If CPO determined the layout of the thalamo-cortical system (and indeed any system), the configuration produced by NMDS in 3 dimensions should resemble the anatomical configuration, since the positions of the anatomical structures would be 'micro-optimized' to bring connected structures as close as possible together. However, despite being anatomical neighbours, the thalamic nuclei do not connect with each other. NMDS analysis of the network yields configurations in which the thalamus 'explodes' (Scannell 1995). The non-interconnected thalamic nuclei lie as a 'shell' around the interconnnected cortical areas. According to CPO, therefore, the mammalian thalamo-cortical system is inside-out! We suppose that development and evolution constrain the thalamic nuclei to lie together. In any case it is clear that wiring cost is not the major factor in the organization of this system.

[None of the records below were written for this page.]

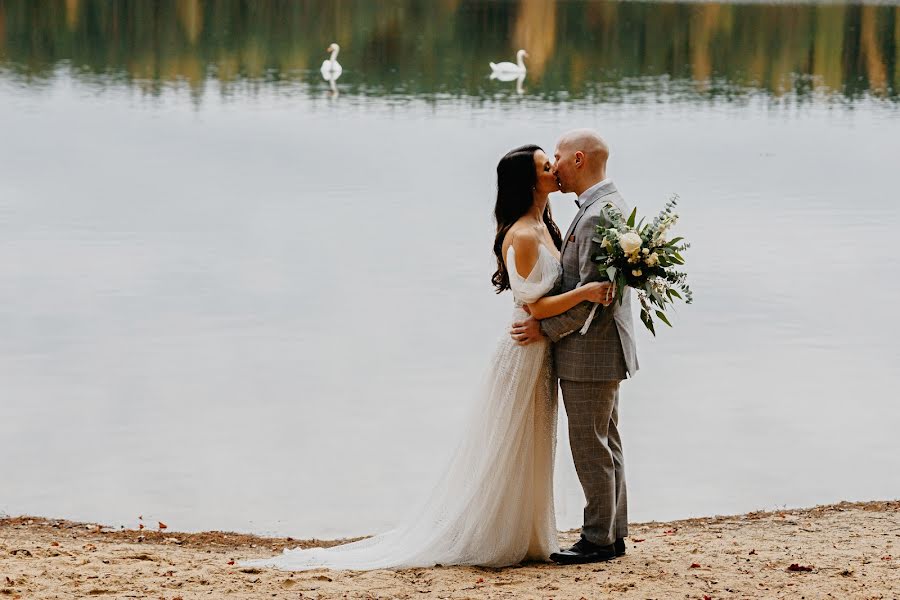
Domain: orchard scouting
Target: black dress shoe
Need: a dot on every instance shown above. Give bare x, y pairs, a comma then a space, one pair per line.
584, 552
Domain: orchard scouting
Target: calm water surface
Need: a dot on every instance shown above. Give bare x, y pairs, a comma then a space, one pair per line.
236, 296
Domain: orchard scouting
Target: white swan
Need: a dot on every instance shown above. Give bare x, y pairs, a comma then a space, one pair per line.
331, 68
507, 68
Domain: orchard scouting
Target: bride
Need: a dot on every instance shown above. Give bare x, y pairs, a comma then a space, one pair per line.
493, 506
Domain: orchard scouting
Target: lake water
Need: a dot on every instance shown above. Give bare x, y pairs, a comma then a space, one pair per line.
233, 297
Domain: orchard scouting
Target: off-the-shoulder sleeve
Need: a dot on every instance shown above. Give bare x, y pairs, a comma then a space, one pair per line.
536, 284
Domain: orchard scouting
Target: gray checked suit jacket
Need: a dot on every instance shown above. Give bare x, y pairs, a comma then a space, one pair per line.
606, 352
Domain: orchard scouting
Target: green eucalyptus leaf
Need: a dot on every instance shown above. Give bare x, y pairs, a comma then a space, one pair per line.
662, 317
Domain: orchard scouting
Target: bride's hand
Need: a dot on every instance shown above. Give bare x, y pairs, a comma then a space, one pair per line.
599, 292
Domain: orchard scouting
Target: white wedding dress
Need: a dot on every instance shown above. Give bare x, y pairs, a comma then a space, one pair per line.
494, 504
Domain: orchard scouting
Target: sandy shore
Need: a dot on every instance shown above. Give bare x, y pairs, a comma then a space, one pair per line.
838, 551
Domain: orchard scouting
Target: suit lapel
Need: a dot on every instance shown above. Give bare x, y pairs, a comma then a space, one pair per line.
601, 192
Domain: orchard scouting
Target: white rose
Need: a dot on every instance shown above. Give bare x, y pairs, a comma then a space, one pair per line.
630, 242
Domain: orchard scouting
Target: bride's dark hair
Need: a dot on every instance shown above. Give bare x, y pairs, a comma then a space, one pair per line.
516, 178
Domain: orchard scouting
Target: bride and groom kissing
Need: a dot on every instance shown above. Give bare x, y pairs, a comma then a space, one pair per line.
493, 505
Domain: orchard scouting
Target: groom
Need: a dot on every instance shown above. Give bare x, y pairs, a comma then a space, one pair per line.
590, 365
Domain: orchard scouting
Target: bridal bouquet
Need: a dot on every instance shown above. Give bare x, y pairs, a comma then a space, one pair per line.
642, 258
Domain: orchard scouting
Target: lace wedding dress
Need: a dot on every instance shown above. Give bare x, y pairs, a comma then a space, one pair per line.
494, 504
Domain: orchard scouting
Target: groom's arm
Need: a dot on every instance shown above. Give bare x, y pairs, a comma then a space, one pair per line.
573, 319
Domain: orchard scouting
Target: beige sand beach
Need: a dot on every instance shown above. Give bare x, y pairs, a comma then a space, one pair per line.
838, 551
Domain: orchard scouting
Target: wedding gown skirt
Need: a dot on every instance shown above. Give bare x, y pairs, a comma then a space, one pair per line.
494, 504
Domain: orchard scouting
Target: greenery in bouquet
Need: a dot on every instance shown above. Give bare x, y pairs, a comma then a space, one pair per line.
641, 257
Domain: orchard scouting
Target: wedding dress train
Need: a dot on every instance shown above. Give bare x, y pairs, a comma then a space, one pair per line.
494, 504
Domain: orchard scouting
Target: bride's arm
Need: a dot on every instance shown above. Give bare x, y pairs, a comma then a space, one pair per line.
527, 247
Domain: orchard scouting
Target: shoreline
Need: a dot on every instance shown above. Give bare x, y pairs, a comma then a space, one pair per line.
847, 550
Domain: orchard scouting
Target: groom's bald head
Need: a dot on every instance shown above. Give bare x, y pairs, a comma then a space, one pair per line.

3) Exuberant connections, pruning and cell death
CPO claims that 'Save Wire' is the overiding directive. It is a puzzle, then, that mammalian brain development is characterised by an initial exuberance of neurons and connections, most of which are subsequently lost by cell death and 'pruning'. The adult human brain has been estimated to possess as little as 30% of the number of neurons found earlier in development (Rabinowicz et al 1996). The number of connections between neurons is also massively reduced in the adult compared to the neonate (Innocenti 1995; Payne et al. 1988). In the cat, for example, there is a huge decrease in the number of callosal axons during neonatal life, and a 90% reduction in the number of synapses and branches of the axonal arbours of the remaining fibres (Innocenti 1995; Payne et al. 1988). The disposable nature of so much neural machinery shows that building neurons, axons, arbours and synapses - neural wiring - is not the critical developmental cost. Indeed, neural wiring and machinery are so cheap biologically that the majority made during development can be thrown away. Again, it seems that the difficulty of wiring up a brain using a small number of mechanisms is much the more critical factor.

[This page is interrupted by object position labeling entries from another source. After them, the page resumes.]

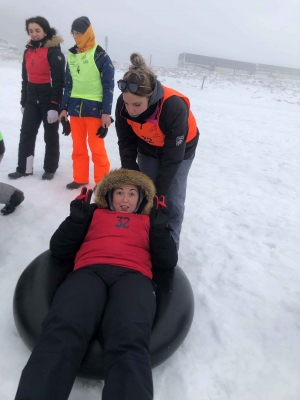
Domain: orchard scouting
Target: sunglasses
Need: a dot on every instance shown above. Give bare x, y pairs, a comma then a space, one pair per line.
132, 86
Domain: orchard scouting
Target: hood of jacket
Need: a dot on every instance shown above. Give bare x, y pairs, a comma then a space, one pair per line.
158, 93
124, 176
54, 42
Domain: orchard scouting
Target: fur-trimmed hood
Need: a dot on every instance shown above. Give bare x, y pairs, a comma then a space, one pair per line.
54, 42
124, 176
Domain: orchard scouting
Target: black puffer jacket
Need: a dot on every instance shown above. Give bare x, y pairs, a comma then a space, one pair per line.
46, 59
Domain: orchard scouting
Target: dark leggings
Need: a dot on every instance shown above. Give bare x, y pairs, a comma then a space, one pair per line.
115, 304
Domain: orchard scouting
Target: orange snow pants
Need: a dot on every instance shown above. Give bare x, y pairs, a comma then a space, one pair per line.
84, 129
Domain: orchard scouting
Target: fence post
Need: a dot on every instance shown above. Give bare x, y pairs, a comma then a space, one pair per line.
203, 81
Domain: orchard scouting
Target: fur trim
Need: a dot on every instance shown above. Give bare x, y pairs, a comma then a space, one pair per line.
124, 176
54, 42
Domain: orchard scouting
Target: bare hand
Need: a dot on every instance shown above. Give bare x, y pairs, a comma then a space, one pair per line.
63, 114
106, 121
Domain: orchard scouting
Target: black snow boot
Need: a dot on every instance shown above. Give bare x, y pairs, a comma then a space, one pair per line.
17, 175
16, 199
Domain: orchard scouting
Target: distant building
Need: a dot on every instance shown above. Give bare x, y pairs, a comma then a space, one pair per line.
194, 61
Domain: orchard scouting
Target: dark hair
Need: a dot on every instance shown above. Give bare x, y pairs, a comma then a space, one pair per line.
43, 23
140, 73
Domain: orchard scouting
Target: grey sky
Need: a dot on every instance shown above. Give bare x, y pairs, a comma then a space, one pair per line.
264, 31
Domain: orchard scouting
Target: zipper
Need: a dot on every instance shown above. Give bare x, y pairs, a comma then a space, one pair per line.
80, 108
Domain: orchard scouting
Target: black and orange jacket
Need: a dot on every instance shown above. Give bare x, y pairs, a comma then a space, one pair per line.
167, 131
43, 73
129, 240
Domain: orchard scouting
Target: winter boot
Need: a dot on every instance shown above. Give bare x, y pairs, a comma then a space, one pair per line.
48, 176
16, 199
75, 185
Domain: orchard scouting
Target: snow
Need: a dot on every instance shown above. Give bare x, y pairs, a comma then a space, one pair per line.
239, 243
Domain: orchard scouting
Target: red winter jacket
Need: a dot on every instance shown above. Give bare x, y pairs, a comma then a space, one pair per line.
110, 239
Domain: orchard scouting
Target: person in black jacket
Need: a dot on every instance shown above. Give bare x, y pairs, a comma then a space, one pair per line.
42, 88
110, 294
157, 134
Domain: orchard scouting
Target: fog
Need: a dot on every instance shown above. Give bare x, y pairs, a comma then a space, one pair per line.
262, 31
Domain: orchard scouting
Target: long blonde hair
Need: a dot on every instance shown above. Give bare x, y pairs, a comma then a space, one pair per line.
139, 72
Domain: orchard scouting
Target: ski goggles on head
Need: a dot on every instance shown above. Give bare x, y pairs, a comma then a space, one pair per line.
132, 86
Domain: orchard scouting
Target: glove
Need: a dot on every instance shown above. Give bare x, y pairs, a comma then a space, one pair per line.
8, 209
102, 132
159, 215
79, 207
66, 126
52, 116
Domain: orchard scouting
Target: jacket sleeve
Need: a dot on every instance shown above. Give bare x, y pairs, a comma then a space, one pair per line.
173, 123
127, 139
24, 82
69, 236
68, 89
163, 249
107, 72
56, 61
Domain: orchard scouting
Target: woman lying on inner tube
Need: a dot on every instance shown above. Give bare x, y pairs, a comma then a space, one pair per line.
110, 293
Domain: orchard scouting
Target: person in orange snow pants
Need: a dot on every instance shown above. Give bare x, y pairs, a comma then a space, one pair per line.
87, 99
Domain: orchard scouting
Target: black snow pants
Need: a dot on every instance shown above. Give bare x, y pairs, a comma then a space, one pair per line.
115, 304
34, 114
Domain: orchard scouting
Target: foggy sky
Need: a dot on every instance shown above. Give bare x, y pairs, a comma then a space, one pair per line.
260, 31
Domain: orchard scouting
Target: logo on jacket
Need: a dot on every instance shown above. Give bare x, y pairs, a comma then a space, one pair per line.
123, 222
146, 139
179, 140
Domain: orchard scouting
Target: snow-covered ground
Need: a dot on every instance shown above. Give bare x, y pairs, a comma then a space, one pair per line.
240, 244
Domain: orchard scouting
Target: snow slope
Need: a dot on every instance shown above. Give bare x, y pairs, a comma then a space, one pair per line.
239, 244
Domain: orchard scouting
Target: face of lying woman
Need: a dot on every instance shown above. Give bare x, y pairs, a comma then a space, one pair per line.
125, 198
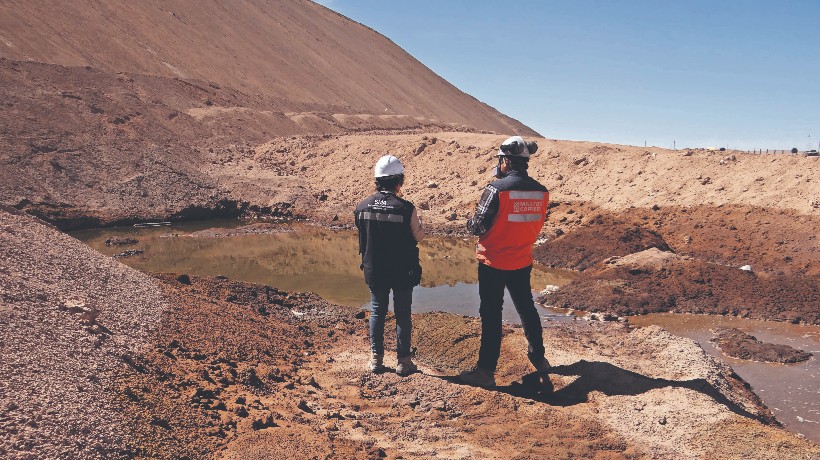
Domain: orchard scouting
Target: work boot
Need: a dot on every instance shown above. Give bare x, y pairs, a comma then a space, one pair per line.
542, 369
406, 366
542, 366
376, 363
478, 377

The neonatal brain is smaller but has more neurons and connections than the adult brain. In the adult, therefore, wiring volume is very unlikely to be anywhere near the biological maximum. In principle, the adult brain could support many more neurons, or else it could save wire by being much smaller. One must suppose that adult brains have sparser neuronal machinery for some reason other than CPO: perhaps a trade-off between conduction velocity, neuron diameter and brain volume, to have more reliable neurons, or else to allow plasticity during development (Innocenti 1995).
4) The mammalian retina
The retina, notoriously, is back to front. All the axons have to go the wrong, wiring-costly, way in order to pass into the optic nerve. This is in clear contradiction of CPO!